The power of an experience is not absolute. Visiting Louvre is exciting for everybody but the guard of the Etruscan Hall. It depends on the contrast with your current complexion and the novelty of the stimulus itself. One way to renew our impressions about an old experience is by contrast. The US border with Mexico has just that.
Just in the limit, there is a huge mall. It’s not that different from the rest of the malls in the USA. Every single franchise is represented... everyone: GAP, Levis, Nautica, Old Navy, Tommy Hilfiger, Reebok, Skechers, Banana Republic, Victoria Secret, Bank of America, McDonald's, IHOP and a whole building for Nike. This last one looks hilarious because the rusty fence of the border is just behind and you can see the border patrol cars driving around with a big logo above reading “Just Do It”
No doubt in my mind, this country has produced the greatest material wealth ever generated in history. It gives us the precious opportunity of coming here, progress, save, succeed, buy… and get tired of it. This last experience is the most valuable of all because it tells us that even with two cars, a home paid for, a corner office and a trophy wife, happiness seems to be always somewhere else.

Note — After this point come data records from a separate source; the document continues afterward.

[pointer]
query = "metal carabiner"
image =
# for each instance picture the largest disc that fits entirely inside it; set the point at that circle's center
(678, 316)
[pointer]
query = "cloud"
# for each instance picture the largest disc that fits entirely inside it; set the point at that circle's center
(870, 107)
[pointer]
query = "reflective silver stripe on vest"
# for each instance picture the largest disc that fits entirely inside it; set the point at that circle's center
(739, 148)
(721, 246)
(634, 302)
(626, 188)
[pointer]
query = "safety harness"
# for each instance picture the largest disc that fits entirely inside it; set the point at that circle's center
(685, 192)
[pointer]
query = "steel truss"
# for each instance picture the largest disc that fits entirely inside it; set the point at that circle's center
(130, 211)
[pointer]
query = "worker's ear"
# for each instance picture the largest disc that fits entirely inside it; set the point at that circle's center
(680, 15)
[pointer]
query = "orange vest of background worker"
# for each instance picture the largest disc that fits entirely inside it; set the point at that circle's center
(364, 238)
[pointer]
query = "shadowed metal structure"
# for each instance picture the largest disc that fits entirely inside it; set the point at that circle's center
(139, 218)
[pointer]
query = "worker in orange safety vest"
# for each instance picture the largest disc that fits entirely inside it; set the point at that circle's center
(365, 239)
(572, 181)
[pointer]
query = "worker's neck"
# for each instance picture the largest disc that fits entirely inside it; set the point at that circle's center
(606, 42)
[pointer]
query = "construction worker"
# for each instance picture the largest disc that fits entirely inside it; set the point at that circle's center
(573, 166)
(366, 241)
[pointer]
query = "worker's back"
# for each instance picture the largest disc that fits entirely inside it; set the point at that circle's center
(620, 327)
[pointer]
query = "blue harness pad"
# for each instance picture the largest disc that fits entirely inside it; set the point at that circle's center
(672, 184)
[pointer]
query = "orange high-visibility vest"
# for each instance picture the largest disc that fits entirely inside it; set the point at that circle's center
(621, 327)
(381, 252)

The place we are now is not the problem. We are just like the guard of the Etruscan Hall of Louvre; walking too many years through the same marvels to appreciate them. We need the contrast. And we humans like to make the contrast in the upper direction.
We got in use to electric light, so we made computers. We got in use to planes, so we built spacecraft. We got in use with vaccines, so we are fooling around with genetics. And we will get there, and we will get bored again, and we’ll look for the next impossible.
That’s why working in a solved problem is like poisoning our souls. We are dreamers, creators, poets and entrepreneurs. We breathe innovation. We live because there is something else to be done. We are not equipped to survive, we are meant to bright.
Yes, there are those who carry, push and repeat; I call them animals. I like them, protect them, feed them, but I’m not in their group. Their mission isn’t mine, nor their nature, neither their destiny.
We are creators. We refuse to let this world in the same position we found it.